Intel and Apple claim that this aggregation scheme eliminates competition by making it more difficult for manufacturers to identify “substitutes” for patented technologies. Plaintiffs explain that for any given electronic device, there are multiple approaches to providing the same functionality, allowing a manufacturer to “design around” one patented technology by using another. Before Fortress’s “aggregation,” the different technologies competed with one another because they were owned by different companies. Now, plaintiffs say, manufacturers face a “serial risk” of litigation by the Fortress PAEs.
Judge Chen found multiple infirmities in the original complaint, including insufficient allegations regarding the relevant markets. But his discussion of the Noerr-Pennington doctrine is particularly interesting when contrasted with the Humira decision. Intel and Apple argued that Noerr-Pennington does not apply to their claims because the essence of the alleged anticompetitive conduct was not so much the assertion of litigation (an act of “petitioning” the government) but the acquisition of the patents in the first place.

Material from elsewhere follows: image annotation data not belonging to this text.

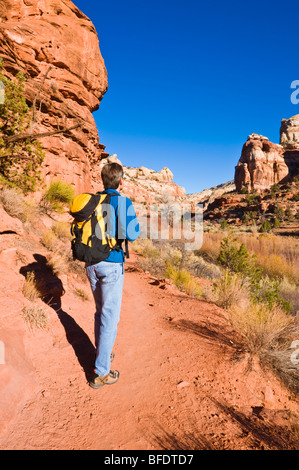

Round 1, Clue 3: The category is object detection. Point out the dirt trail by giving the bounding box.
[0,252,299,450]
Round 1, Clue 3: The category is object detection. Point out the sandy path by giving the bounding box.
[0,252,298,450]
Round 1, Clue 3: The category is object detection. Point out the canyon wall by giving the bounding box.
[0,0,108,191]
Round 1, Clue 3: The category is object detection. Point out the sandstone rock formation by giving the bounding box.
[235,134,289,191]
[0,0,108,191]
[235,114,299,191]
[186,181,236,210]
[92,155,186,204]
[280,114,299,177]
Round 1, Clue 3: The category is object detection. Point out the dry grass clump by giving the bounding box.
[0,187,25,218]
[205,269,249,310]
[74,288,89,301]
[228,302,294,355]
[0,187,38,223]
[41,229,58,251]
[22,305,49,329]
[47,252,68,275]
[165,261,202,298]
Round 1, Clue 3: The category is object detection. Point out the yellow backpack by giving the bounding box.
[70,193,122,264]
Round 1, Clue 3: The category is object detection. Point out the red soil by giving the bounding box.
[0,248,299,450]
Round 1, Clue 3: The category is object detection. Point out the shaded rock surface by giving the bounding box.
[0,0,108,191]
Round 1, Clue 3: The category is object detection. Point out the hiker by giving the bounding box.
[71,163,140,389]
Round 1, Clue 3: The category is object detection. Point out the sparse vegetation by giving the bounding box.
[135,232,299,389]
[74,287,89,301]
[42,179,75,213]
[0,60,45,192]
[22,271,40,302]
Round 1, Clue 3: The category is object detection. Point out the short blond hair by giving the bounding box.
[101,163,124,189]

Judge Chen agreed with the plaintiffs on this point. The court adopted a “modified Hynix approach” (after Hynix Semiconductor Inc. v. Rambus, Inc., 527 F. Supp. 2d 1084 (N.D. Cal. 2007)). Under that approach (which Judge Chen observed has been advocated by the Hovenkamp IP & Antitrust treatise and endorsed by the First Circuit), “liability can be based on nonpetitioning activity only (such as aggregation of patents)—or else Noerr-Pennington would be implicated—but injury can be related to petitioning activity (i.e., patent infringement litigation).” Judge Chen has therefore left open the door to plaintiffs establishing an antitrust violation based on a patent “aggregation” theory and, if successful, can seek “damages in the form of litigation costs.”
This is potentially an important distinction from Humira. The acquisition of intellectual property from third parties has long been subject to antitrust scrutiny under the Sherman Act. See, e.g., SCM Corp. v. Xerox Corp., 645 F.2d 1195, 1205 (2d Cir. 1981) (“Surely, a § 2 violation will have occurred where, for example, the dominant competitor in a market acquires a patent covering a substantial share of the same market that he knows when added to his existing share will afford him monopoly power.”). In Humira, plaintiffs did not allege that AbbVie improperly acquired any patents in the secondary market. Instead, AbbVie developed the intellectual property itself and then allegedly filed a lot of applications to the U.S. Patent and Trademark Office, which courts consistently recognize as a constitutionally protected act of “petitioning.”
Intel and Apple filed their amended complaint earlier this month. If it corrects the pleading deficiencies identified by the court on the initial motion to dismiss, the progress of the “aggregation” theory will be interesting to watch.